This question may look like this. I am trying to gather ideas on how to implement a BGP pipeline.
I am receiving 100-1000 messages (BGP updates) per second, a few kilobytes per update, over Kafka.
I need to archive them in a binary format with some metadata for fast lookup: I am building periodically a "state" of the BGP table which will merge all the updates received over a certain time. Thus the need of a database.
What I was doing until now: group them in "5 minute" files (messages end-to-end) as it is common thing for BGP collection tools and add the link in a database. I realize some disadvantages: complicated (having to group by key, manage Kafka offset commit), no fine selection where to start/end.

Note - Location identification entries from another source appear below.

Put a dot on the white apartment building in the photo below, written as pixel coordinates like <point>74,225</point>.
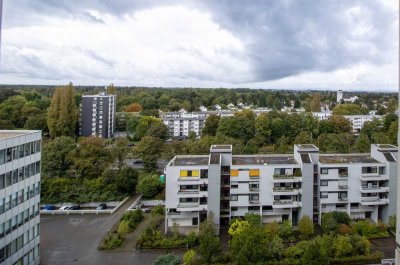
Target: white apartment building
<point>20,153</point>
<point>358,121</point>
<point>98,115</point>
<point>280,187</point>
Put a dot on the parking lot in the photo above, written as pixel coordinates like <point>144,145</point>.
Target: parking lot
<point>73,239</point>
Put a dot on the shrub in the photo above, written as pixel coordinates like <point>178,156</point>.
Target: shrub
<point>123,228</point>
<point>342,247</point>
<point>392,221</point>
<point>306,227</point>
<point>112,241</point>
<point>189,257</point>
<point>286,230</point>
<point>150,186</point>
<point>157,210</point>
<point>168,259</point>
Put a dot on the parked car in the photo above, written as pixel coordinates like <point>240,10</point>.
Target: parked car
<point>101,206</point>
<point>49,208</point>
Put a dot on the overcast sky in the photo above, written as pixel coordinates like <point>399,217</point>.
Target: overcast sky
<point>351,45</point>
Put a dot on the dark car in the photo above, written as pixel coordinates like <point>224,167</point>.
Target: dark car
<point>49,208</point>
<point>101,206</point>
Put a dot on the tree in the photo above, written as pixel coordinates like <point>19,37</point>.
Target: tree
<point>349,109</point>
<point>91,158</point>
<point>63,112</point>
<point>120,150</point>
<point>150,186</point>
<point>208,243</point>
<point>134,107</point>
<point>306,227</point>
<point>168,259</point>
<point>150,149</point>
<point>313,255</point>
<point>315,104</point>
<point>211,125</point>
<point>262,126</point>
<point>56,156</point>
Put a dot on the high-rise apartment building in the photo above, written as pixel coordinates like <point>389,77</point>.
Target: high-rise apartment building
<point>97,115</point>
<point>280,187</point>
<point>20,153</point>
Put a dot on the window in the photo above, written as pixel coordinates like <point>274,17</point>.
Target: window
<point>254,197</point>
<point>254,185</point>
<point>368,170</point>
<point>324,183</point>
<point>189,173</point>
<point>2,156</point>
<point>254,173</point>
<point>234,172</point>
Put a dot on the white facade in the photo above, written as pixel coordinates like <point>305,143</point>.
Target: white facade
<point>20,153</point>
<point>280,187</point>
<point>358,121</point>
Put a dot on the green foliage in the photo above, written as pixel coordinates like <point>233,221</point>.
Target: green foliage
<point>285,231</point>
<point>189,258</point>
<point>306,227</point>
<point>168,259</point>
<point>150,149</point>
<point>349,109</point>
<point>63,112</point>
<point>208,242</point>
<point>150,186</point>
<point>112,241</point>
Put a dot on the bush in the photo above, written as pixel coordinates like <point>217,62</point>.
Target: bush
<point>168,259</point>
<point>123,228</point>
<point>150,186</point>
<point>189,258</point>
<point>306,227</point>
<point>112,241</point>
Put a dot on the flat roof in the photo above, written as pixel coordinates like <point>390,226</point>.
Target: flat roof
<point>4,134</point>
<point>190,160</point>
<point>261,160</point>
<point>346,159</point>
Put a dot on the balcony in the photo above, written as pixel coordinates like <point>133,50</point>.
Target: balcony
<point>192,206</point>
<point>286,191</point>
<point>373,176</point>
<point>286,204</point>
<point>286,178</point>
<point>370,201</point>
<point>374,189</point>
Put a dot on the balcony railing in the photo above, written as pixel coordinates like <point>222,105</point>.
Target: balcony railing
<point>278,176</point>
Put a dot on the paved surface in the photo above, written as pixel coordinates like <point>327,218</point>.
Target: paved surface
<point>73,239</point>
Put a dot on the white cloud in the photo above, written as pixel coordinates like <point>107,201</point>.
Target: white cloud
<point>147,47</point>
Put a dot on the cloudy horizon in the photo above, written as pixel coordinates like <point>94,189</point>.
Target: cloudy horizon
<point>350,45</point>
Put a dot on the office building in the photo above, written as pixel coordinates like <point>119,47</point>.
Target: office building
<point>97,115</point>
<point>280,187</point>
<point>20,153</point>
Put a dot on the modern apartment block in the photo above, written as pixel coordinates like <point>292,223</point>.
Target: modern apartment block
<point>97,115</point>
<point>280,187</point>
<point>20,153</point>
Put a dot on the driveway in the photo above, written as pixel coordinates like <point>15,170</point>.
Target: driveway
<point>73,239</point>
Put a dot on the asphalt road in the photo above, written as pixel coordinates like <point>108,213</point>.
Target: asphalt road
<point>73,239</point>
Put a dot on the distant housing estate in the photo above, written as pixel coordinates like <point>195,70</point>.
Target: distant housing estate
<point>280,187</point>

What I am thinking: using a database (Clickhouse/Google BigTable/Amazon Redshift) and insert every single entry with the metadata and a link to the unique update stored on S3/Google Cloud storage/local file.

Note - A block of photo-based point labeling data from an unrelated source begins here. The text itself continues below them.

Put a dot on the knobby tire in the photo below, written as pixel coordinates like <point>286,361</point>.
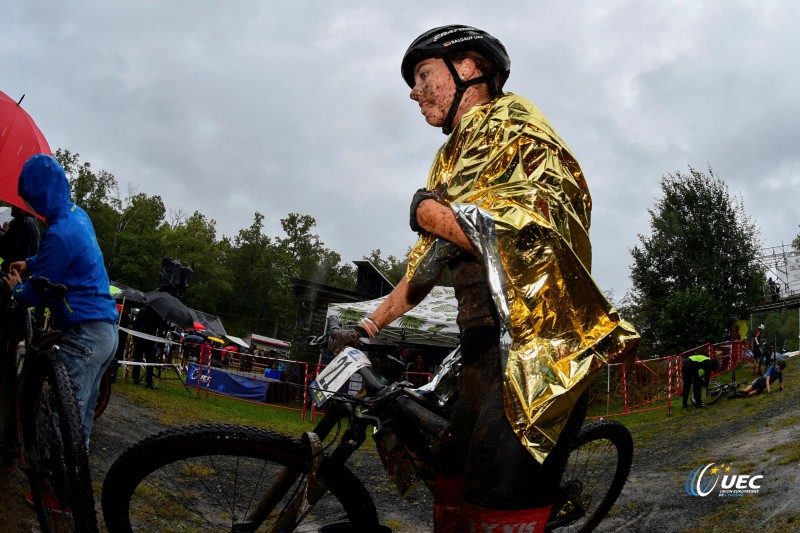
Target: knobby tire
<point>55,456</point>
<point>597,469</point>
<point>209,477</point>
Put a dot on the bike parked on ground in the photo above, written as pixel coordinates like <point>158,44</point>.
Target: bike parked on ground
<point>42,424</point>
<point>235,478</point>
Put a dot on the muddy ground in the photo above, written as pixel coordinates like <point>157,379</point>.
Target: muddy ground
<point>755,436</point>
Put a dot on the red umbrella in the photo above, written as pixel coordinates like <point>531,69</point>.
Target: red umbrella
<point>20,138</point>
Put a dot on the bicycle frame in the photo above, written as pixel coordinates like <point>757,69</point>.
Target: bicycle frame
<point>382,411</point>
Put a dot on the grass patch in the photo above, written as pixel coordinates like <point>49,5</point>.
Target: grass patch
<point>736,517</point>
<point>177,407</point>
<point>787,452</point>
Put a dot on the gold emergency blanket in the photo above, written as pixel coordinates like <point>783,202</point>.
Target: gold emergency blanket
<point>521,198</point>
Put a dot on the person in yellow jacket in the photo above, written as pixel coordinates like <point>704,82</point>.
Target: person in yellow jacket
<point>507,210</point>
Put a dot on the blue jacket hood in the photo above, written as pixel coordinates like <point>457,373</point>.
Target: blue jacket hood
<point>44,185</point>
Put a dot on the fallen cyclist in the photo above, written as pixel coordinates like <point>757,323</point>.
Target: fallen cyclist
<point>506,209</point>
<point>764,382</point>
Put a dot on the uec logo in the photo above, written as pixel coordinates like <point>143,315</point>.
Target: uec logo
<point>700,484</point>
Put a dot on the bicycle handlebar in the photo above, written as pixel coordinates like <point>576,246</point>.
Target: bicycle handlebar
<point>430,422</point>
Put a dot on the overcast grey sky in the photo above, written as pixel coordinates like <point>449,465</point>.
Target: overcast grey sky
<point>229,108</point>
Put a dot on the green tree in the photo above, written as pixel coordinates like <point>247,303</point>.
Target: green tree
<point>193,241</point>
<point>393,268</point>
<point>97,194</point>
<point>140,243</point>
<point>695,273</point>
<point>249,260</point>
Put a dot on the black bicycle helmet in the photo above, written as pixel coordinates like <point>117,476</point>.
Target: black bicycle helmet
<point>448,40</point>
<point>443,42</point>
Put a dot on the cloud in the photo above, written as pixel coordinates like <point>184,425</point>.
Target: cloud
<point>282,107</point>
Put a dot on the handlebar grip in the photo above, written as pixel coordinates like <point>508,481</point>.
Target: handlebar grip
<point>428,421</point>
<point>371,380</point>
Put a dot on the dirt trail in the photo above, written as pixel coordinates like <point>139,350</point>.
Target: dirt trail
<point>755,436</point>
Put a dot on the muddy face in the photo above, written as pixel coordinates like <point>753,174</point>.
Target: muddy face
<point>433,90</point>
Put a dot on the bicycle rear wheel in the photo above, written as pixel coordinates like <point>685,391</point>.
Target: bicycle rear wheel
<point>211,477</point>
<point>596,471</point>
<point>55,456</point>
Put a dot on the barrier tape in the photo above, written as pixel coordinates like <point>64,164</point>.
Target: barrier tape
<point>159,340</point>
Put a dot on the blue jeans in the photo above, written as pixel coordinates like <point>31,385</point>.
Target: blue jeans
<point>86,351</point>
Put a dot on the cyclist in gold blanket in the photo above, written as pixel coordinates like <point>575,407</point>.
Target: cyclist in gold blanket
<point>507,209</point>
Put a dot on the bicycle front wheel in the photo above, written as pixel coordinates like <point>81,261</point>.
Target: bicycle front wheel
<point>596,471</point>
<point>55,456</point>
<point>211,478</point>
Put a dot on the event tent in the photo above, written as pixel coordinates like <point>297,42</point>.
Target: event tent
<point>432,322</point>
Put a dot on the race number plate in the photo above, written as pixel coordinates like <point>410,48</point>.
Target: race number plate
<point>336,374</point>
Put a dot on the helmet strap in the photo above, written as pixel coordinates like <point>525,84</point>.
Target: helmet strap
<point>461,87</point>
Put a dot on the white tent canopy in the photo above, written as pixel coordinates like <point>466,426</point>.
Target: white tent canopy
<point>432,322</point>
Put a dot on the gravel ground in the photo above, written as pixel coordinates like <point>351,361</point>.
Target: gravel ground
<point>759,435</point>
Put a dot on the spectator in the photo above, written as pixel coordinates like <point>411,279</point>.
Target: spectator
<point>205,352</point>
<point>764,382</point>
<point>20,239</point>
<point>756,349</point>
<point>696,371</point>
<point>69,254</point>
<point>149,323</point>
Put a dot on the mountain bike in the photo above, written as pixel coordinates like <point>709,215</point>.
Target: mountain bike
<point>235,478</point>
<point>715,390</point>
<point>40,420</point>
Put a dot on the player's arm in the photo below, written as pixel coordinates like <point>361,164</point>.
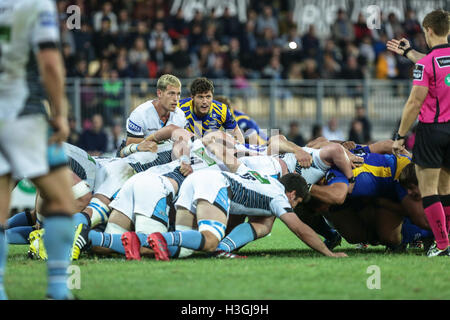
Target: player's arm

I am worried of the download performances (most likely over HTTP) since compiling all the updates into a state may take a few thousands of those messages. Do you have experience of batch downloading this? I do not think storing the updates directly in the database would be optimal too.
Any opinion, ideas, suggestions? Thank you
Cloud Bigtable is capable of 10,000 requests per second per "node", and costs $0.65 per node per hour. The smallest production cluster is 3 nodes for a total of 30,000 rows per second. Your application calls for a maximum of 1,000 requests per second. While Cloud Bigtable can handle your workload, I would suggest that you consider Firestore.
At a couple of K per message, I would also consider putting the entire value in the database rather than just the metadata for ease of use.